Pete Doherty live in Wien: Mal reizvoll, mal nachlässig
Die gute Nachricht: Pete Doherty stand Montagabend tatsächlich wie geplant auf der Bühne des WUK in Wien. Und: Er ließ die Menge in dem ausverkauften Spielort nur zehn Minuten warten. Da hat man in diesem Land – abgesehen von den vielen Absagen des Paradejunkies der britischen Indie-Szene – schon weit Schlimmeres erlebt.
Doch das Konzert des 40-Jährigen, der mit der Band Libertines groß wurde und dann solo und mit den Babyshambles weitermachte, war eine von A bis Z zwiespältige Sache.

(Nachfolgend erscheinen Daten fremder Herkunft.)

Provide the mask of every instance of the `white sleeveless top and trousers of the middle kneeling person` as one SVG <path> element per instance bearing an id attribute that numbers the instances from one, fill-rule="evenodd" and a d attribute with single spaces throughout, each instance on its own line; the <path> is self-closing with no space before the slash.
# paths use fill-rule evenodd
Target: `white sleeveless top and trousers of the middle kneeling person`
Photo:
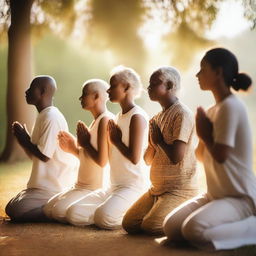
<path id="1" fill-rule="evenodd" d="M 122 141 L 129 145 L 130 121 L 133 115 L 141 115 L 147 122 L 143 137 L 141 159 L 133 164 L 114 146 L 110 146 L 110 181 L 108 190 L 98 190 L 74 203 L 67 211 L 67 221 L 79 226 L 96 224 L 101 228 L 115 229 L 121 226 L 126 211 L 145 192 L 143 151 L 147 146 L 148 116 L 135 106 L 125 114 L 117 115 L 116 123 L 122 131 Z M 144 173 L 143 173 L 144 172 Z"/>

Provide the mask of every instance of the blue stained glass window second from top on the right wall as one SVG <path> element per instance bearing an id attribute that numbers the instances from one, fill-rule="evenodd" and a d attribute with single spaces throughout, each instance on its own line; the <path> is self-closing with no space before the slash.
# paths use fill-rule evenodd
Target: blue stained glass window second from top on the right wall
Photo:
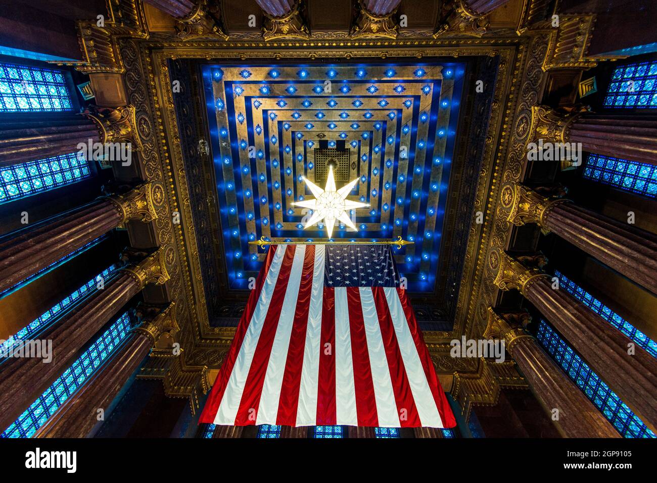
<path id="1" fill-rule="evenodd" d="M 657 198 L 657 166 L 654 165 L 589 154 L 583 176 L 621 190 Z"/>

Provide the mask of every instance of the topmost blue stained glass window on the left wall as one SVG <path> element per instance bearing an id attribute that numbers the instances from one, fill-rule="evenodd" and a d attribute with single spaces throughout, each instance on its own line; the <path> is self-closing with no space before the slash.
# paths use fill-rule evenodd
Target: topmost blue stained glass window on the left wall
<path id="1" fill-rule="evenodd" d="M 72 110 L 64 72 L 0 63 L 0 112 Z"/>

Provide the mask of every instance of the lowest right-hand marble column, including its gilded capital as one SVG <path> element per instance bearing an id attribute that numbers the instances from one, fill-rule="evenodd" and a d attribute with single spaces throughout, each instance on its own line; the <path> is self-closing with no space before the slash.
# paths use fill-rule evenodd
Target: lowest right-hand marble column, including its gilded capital
<path id="1" fill-rule="evenodd" d="M 518 364 L 562 436 L 620 438 L 611 423 L 524 330 L 530 321 L 526 312 L 498 313 L 489 307 L 484 338 L 505 341 L 507 352 Z M 558 419 L 553 417 L 555 409 L 558 410 Z"/>

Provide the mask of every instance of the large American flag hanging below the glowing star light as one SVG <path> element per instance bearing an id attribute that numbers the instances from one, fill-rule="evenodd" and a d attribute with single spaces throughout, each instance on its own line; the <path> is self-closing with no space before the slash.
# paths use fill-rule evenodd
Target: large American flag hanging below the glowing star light
<path id="1" fill-rule="evenodd" d="M 455 426 L 390 246 L 271 246 L 200 422 Z"/>

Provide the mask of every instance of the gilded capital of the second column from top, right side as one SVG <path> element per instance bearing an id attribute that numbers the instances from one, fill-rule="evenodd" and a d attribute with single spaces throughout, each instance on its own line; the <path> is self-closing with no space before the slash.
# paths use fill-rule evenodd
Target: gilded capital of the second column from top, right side
<path id="1" fill-rule="evenodd" d="M 543 196 L 522 184 L 507 182 L 500 190 L 501 209 L 507 215 L 507 221 L 516 226 L 536 223 L 545 227 L 545 216 L 558 203 L 565 203 L 563 198 Z"/>

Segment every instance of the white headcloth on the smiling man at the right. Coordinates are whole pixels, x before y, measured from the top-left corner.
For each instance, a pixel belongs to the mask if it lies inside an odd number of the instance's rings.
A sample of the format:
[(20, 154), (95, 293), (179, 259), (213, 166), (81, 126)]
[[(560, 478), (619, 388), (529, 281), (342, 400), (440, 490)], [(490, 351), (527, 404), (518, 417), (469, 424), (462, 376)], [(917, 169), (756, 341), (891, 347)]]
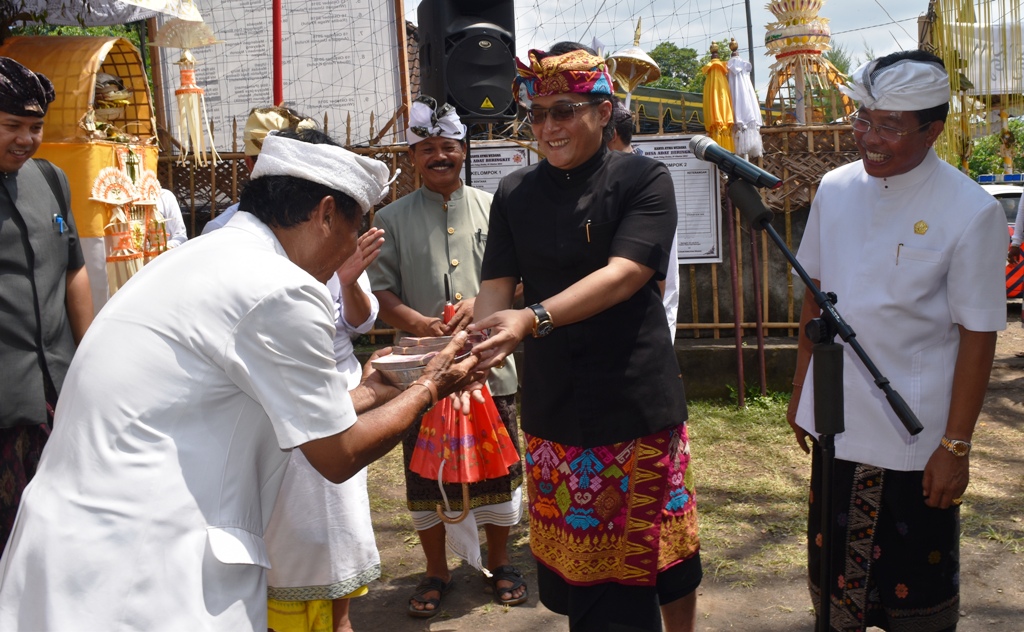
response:
[(839, 89), (868, 110), (916, 112), (949, 102), (949, 75), (940, 65), (900, 59), (878, 71), (876, 66), (878, 60), (864, 64)]

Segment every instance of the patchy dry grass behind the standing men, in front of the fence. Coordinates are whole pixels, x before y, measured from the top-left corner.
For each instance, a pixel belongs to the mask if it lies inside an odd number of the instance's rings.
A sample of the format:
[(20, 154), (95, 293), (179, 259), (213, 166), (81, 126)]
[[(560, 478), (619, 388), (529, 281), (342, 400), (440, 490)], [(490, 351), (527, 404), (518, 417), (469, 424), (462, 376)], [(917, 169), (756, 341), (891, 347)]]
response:
[[(770, 585), (806, 573), (807, 487), (810, 456), (785, 422), (787, 393), (733, 402), (689, 403), (690, 471), (700, 520), (708, 579), (737, 587)], [(971, 487), (962, 508), (962, 547), (1024, 553), (1020, 501), (1024, 475), (1017, 447), (1024, 422), (979, 424)], [(378, 530), (401, 542), (403, 558), (419, 560), (419, 541), (404, 508), (401, 451), (370, 469), (371, 506)], [(528, 559), (528, 526), (514, 528), (510, 544)], [(378, 544), (384, 545), (383, 534)], [(383, 552), (383, 551), (382, 551)], [(415, 564), (414, 564), (415, 565)]]

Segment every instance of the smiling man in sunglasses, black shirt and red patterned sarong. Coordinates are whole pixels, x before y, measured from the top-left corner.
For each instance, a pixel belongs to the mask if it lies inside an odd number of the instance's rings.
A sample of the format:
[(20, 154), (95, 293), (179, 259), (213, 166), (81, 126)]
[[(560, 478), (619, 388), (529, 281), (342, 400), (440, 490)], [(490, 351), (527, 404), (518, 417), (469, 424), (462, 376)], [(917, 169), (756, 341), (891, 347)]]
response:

Immer wieder blitzte auf, was für ein Talent in Doherty steckt – erstens als feinfühliger Songwriter, zweitens als einnehmender Interpret und Performer. Außerdem brachte seine neue Band Puta Madres, mit der er im April das oft unterschätzte selbstbetitelte Debüt-Album veröffentlicht hat, mit Keyboarderin Katia De Vidas mehr Variantenreichtum ins Spiel. Immer wieder änderte sich die Dynamik im Set, das bunt Songs aus allen Schaffensphasen von Dohertys Karriere mischte. Mal drängten sich Synthesizer zwischen die üblichen ruppigen Garage-Rock-Sounds, mal war man an die frühen Tage von Blur erinnert, mal klang Doherty wie ein einsamer, geschundener Singer/Songwriter.

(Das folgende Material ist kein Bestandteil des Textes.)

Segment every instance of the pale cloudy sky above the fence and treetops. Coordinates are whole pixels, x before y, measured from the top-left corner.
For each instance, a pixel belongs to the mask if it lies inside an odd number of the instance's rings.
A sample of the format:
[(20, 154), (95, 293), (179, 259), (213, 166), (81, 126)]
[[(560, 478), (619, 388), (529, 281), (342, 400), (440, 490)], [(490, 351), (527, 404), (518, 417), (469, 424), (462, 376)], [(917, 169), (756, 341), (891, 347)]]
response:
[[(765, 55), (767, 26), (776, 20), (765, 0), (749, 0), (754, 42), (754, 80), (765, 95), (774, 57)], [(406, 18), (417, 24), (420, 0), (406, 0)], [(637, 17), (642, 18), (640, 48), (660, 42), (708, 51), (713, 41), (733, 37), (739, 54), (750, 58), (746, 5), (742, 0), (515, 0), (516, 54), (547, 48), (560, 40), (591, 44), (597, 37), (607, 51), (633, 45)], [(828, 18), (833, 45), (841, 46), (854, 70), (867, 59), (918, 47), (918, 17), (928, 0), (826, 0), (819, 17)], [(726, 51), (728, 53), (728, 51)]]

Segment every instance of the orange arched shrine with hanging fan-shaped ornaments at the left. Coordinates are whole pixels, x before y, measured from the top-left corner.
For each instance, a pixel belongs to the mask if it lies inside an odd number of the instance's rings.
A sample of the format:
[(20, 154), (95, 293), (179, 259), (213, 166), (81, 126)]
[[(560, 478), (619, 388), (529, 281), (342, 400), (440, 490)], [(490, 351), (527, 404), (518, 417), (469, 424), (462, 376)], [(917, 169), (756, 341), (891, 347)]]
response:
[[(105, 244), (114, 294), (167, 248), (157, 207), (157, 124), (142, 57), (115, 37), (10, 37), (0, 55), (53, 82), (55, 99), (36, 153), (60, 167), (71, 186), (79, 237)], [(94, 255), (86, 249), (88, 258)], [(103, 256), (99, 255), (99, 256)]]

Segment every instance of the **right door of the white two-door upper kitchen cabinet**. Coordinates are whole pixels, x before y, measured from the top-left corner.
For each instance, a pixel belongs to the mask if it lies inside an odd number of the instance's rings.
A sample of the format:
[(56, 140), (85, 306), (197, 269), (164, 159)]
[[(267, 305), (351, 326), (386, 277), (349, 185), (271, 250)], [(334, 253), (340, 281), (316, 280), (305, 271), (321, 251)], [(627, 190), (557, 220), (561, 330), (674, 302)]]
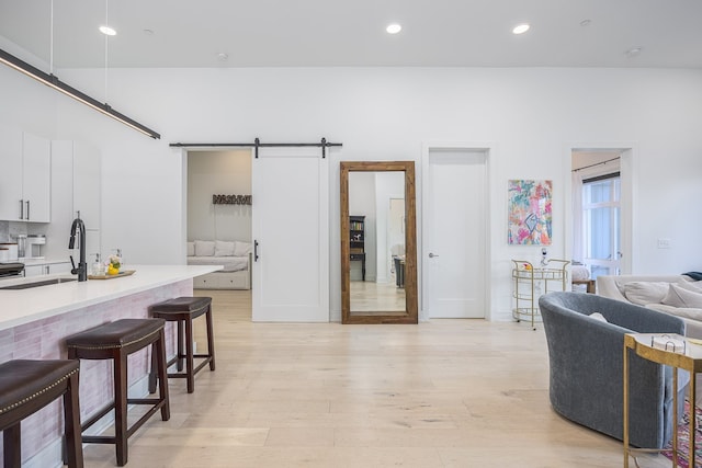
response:
[(24, 220), (49, 222), (52, 147), (46, 138), (24, 134), (22, 199)]

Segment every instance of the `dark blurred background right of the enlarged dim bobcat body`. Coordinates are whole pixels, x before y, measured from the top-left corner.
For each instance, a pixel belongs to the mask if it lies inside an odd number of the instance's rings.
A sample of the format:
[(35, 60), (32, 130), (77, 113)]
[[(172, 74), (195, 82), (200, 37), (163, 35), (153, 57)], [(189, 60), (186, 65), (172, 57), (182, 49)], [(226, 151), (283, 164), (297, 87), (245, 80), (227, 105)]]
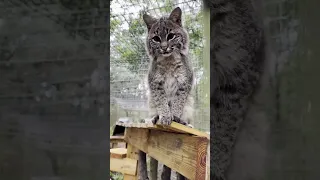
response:
[(251, 2), (267, 27), (270, 77), (239, 132), (229, 179), (320, 179), (320, 1)]

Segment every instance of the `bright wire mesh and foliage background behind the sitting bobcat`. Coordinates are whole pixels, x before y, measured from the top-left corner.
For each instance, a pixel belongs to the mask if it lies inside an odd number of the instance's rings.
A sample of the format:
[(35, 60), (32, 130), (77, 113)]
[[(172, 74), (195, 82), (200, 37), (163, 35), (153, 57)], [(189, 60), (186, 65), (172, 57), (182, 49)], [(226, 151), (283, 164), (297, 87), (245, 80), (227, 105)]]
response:
[[(210, 127), (210, 63), (204, 57), (204, 13), (198, 0), (113, 0), (110, 17), (110, 125), (119, 118), (147, 118), (146, 76), (149, 57), (145, 50), (147, 28), (144, 13), (154, 17), (182, 9), (184, 28), (190, 38), (189, 58), (195, 74), (195, 128)], [(207, 36), (208, 37), (208, 36)], [(208, 53), (207, 53), (208, 54)]]

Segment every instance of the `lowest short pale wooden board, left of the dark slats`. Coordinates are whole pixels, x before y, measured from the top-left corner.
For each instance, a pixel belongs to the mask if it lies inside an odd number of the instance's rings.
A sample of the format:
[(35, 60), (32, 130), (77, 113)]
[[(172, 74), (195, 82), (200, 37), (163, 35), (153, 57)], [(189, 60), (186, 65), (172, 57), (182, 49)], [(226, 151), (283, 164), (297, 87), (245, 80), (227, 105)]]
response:
[(130, 158), (110, 158), (110, 171), (135, 175), (137, 173), (137, 160)]

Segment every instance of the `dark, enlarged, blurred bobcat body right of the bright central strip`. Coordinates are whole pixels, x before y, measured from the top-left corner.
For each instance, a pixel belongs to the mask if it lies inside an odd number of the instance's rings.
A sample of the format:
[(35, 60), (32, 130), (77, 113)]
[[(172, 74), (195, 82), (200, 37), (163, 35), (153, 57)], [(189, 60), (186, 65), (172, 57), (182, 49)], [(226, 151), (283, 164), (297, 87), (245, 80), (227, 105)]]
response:
[(265, 33), (251, 0), (207, 0), (211, 43), (210, 179), (225, 180), (237, 132), (259, 88)]

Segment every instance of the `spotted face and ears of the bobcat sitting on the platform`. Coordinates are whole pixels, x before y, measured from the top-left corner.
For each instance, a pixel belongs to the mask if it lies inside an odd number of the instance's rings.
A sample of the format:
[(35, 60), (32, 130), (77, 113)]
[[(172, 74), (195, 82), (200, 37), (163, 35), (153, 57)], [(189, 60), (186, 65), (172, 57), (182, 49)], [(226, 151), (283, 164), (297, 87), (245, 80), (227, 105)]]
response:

Da war er am stärksten: Immer wieder regte sich die Gänsehaut, wenn er alleine zu wenigen Tönen seiner Gitarre oder des Keyboards die ausdrucksstarke Stimme erhob und die Traurigkeit aus den Lautsprechern quellen ließ.

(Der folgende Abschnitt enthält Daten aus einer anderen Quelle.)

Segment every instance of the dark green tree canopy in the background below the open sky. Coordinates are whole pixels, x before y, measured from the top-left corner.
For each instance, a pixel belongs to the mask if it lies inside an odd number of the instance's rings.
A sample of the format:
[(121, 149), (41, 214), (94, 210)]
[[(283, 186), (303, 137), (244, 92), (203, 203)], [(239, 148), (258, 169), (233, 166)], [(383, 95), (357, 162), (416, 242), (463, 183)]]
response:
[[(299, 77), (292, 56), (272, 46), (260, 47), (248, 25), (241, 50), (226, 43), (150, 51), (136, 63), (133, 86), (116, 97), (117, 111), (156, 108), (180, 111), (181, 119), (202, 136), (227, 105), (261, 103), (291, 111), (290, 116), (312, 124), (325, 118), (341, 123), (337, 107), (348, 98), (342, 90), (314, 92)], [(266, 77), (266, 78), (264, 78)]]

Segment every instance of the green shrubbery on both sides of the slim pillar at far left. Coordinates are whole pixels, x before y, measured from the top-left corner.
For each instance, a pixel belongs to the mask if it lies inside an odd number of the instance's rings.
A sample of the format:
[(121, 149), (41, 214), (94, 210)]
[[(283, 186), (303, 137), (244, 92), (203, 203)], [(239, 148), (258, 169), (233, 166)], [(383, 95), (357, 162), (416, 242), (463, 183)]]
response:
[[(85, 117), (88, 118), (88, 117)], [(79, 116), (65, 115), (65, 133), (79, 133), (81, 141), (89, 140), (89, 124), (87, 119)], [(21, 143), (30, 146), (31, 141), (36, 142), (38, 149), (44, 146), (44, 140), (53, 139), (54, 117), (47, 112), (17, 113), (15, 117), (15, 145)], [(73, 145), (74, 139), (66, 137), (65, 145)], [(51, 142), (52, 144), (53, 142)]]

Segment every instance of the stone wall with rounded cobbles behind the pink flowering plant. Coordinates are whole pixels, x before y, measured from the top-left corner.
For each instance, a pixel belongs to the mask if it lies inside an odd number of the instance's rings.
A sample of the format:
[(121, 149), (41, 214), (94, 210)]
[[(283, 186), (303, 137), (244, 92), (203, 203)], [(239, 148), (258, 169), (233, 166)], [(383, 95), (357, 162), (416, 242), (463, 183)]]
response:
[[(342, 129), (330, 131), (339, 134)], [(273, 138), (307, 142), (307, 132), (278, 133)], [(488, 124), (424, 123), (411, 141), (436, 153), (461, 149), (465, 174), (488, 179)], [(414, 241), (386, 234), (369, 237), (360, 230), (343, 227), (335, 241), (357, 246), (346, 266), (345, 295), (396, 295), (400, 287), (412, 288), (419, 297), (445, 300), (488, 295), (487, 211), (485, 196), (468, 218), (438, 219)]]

Doch es gab auch viele Stellen, an denen Doherty mit seiner Band jammte. Dann stand er oft mit dem Rücken zum Publikum und spielte als wären ihm die Zuschauer egal. Dann ließ er katastrophal schlechte Soli hören, zupfte auf den Saiten seiner Gitarre rum wie ein Anfänger, der sich jeden Ton suchen muss und dabei nicht merkt, dass irgendwo irgendwas verstimmt ist.
Schon klar: Chaos und Unberechenbarkeit gehören zu Doherty, machen viel von seinem Charme aus und sind auch schon so ein Markenzeichen geworden, dass er solche Einschübe vielleicht bewusst forciert. Aber bei all den beeindruckend schönen anderen Momenten: Im WUK wurde das immer wieder zu viel des Guten.